The Role of AI in Utilities

The Role of AI in Utilities

Today, many utilities don’t have the necessary inputs to accurately apply Artificial Intelligence (AI) in a useful way. In fact, many don’t even know where their poles are located, let alone how to apply AI to their data models. Little do they know, the possibilities are endless – from detecting damage and defects on poles, to understanding how and where to divert electricity during storm events.

AI offers sophisticated tools to address a raft of other challenges from asset maintenance to customer engagement.

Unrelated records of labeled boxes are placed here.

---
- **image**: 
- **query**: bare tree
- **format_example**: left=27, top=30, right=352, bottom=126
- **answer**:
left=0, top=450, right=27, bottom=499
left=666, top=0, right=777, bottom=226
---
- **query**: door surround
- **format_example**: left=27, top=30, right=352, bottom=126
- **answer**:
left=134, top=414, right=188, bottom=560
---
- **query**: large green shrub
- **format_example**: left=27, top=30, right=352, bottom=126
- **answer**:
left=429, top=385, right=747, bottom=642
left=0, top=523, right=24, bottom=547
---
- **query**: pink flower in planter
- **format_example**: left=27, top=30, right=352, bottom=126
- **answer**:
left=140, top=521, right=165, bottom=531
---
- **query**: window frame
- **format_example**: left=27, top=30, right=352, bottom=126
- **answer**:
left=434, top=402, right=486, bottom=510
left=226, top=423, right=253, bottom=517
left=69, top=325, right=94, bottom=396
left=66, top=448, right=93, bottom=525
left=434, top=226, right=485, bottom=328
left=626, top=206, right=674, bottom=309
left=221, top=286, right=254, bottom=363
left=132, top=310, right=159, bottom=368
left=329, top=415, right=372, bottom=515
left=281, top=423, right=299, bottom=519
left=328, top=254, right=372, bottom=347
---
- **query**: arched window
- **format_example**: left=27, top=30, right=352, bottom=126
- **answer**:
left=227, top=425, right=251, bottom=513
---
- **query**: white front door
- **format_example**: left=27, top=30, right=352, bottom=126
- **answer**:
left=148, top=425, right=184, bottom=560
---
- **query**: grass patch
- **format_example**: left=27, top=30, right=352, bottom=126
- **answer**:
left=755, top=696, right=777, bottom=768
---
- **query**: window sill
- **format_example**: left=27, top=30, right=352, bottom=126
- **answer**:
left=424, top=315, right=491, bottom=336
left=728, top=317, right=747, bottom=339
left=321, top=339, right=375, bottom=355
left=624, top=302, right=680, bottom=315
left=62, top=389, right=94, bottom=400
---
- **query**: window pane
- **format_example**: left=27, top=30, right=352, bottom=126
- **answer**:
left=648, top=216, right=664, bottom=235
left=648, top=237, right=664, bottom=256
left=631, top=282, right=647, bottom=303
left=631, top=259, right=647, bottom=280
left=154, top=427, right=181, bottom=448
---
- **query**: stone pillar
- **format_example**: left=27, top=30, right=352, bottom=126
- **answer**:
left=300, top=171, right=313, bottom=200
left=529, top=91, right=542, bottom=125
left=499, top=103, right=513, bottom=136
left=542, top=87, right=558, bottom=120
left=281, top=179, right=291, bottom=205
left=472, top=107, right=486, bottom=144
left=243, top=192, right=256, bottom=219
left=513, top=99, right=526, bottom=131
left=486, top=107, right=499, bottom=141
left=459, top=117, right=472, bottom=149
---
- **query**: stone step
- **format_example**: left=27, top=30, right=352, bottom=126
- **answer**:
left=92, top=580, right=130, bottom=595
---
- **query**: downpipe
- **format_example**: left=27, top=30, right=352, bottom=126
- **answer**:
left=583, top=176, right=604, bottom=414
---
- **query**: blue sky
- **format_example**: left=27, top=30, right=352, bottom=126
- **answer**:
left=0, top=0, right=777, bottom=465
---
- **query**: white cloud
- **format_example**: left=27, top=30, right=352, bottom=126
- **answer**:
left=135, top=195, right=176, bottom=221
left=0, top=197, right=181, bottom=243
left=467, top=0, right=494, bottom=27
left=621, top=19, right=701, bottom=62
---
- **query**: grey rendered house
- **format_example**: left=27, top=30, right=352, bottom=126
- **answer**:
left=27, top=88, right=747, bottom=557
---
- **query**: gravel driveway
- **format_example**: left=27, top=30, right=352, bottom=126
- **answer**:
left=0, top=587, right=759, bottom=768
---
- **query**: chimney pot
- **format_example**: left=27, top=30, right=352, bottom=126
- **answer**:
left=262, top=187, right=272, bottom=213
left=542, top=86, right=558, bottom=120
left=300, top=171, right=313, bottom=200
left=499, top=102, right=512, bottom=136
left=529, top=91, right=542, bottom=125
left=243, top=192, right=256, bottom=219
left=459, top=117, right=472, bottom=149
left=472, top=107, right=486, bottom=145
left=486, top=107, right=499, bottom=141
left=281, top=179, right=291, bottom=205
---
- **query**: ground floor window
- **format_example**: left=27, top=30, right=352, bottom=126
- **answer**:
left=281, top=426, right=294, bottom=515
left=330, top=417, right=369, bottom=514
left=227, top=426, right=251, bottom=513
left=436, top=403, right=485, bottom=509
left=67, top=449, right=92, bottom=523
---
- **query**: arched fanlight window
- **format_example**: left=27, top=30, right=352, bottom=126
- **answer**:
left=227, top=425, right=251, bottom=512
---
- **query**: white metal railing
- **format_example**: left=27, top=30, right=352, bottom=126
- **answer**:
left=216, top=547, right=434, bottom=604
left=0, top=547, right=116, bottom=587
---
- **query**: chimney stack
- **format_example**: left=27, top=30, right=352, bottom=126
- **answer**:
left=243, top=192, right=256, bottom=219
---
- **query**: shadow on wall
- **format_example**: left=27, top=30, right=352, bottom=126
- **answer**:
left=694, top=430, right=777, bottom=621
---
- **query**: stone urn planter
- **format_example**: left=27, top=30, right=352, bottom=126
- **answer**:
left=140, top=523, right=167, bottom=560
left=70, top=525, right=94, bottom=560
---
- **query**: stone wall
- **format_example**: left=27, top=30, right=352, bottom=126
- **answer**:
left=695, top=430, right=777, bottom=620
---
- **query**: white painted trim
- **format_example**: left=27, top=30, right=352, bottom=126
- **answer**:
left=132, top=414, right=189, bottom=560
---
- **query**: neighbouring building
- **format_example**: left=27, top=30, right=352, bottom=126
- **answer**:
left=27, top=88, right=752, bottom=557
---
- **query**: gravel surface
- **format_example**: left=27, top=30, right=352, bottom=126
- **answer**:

In today’s blog we show how utilities can use it to glean insights from big data, enhance their decision-making, and anticipate failures with pinpoint accuracy.

The Age of Neural Networks: What Does It Mean?

AI is set to transform utility management. Utility bosses recognize its power, at least in theory, as Itron’s recent survey of 600 providers – entitled ‘Exploring AI for Utilities: The Promise and Challenges of Artificial Intelligence’ found that 86% believed it to be crucial to their energy transition and tackling operational issues in general.

But today’s transmission operators face daunting challenges: creaking infrastructure, growing customer demand, and climatic threats. They often lack the precise data inputs necessary to harness AI effectively. Utilities need to get to work on fully mapping their assets; fortunately, AI can also help here. Once the assets are known, it can turn overwhelming data volumes into actionable knowledge.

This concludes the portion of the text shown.